What if it goes right?'

Fashion designer Tabitha Webb has always lived life on the edge, and bounced back from multiple setbacks, failures and even bankruptcy. Here's why she still believes passionately that taking the big risks in life is her secret to happiness  

I've always been a risk taker.
When I was 19 I did one term at university then ditched it to move to Florida, because I'd fallen in love with a surfer boy. I turned up on his doorstep and it was obvious he didn't want me there. I thought, ‘Never mind!', found a hostel and a job in a bar.

My parents sent my two elder sisters to rescue me and bring me home.

They both failed. I lived in Miami for a year. I danced in music videos, did some modelling, dyed my hair bright red. It was one of the best times of my life and I've never regretted it.
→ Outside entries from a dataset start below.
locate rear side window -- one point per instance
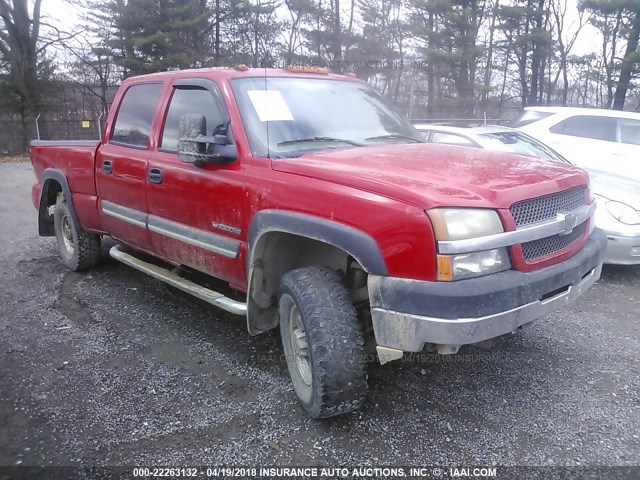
(187, 100)
(451, 139)
(586, 126)
(133, 122)
(629, 131)
(529, 116)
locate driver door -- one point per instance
(194, 214)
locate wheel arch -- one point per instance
(52, 182)
(280, 241)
Of course, when you're 19, you can take a risk like that.

You've nothing to lose.
It doesn't matter if it all goes wrong. But 26 years later, with my own fashion business, a husband and two daughters, aged eight and two, I've learnt that without risks there are no rewards. If anything I take more risks now that I'm older, because I don't want to look back 26 years from now and wish that I'd done more with my life.

My absolute belief that midlife is not the time to settle is at the heart of my new novel, No Regrets.

Life is far from over; we need to get out there and grab it. You can still go and get your dream career. You can still fall in love. You can still move abroad and start a whole new life. But you have to embrace risk if you want to make it a reality.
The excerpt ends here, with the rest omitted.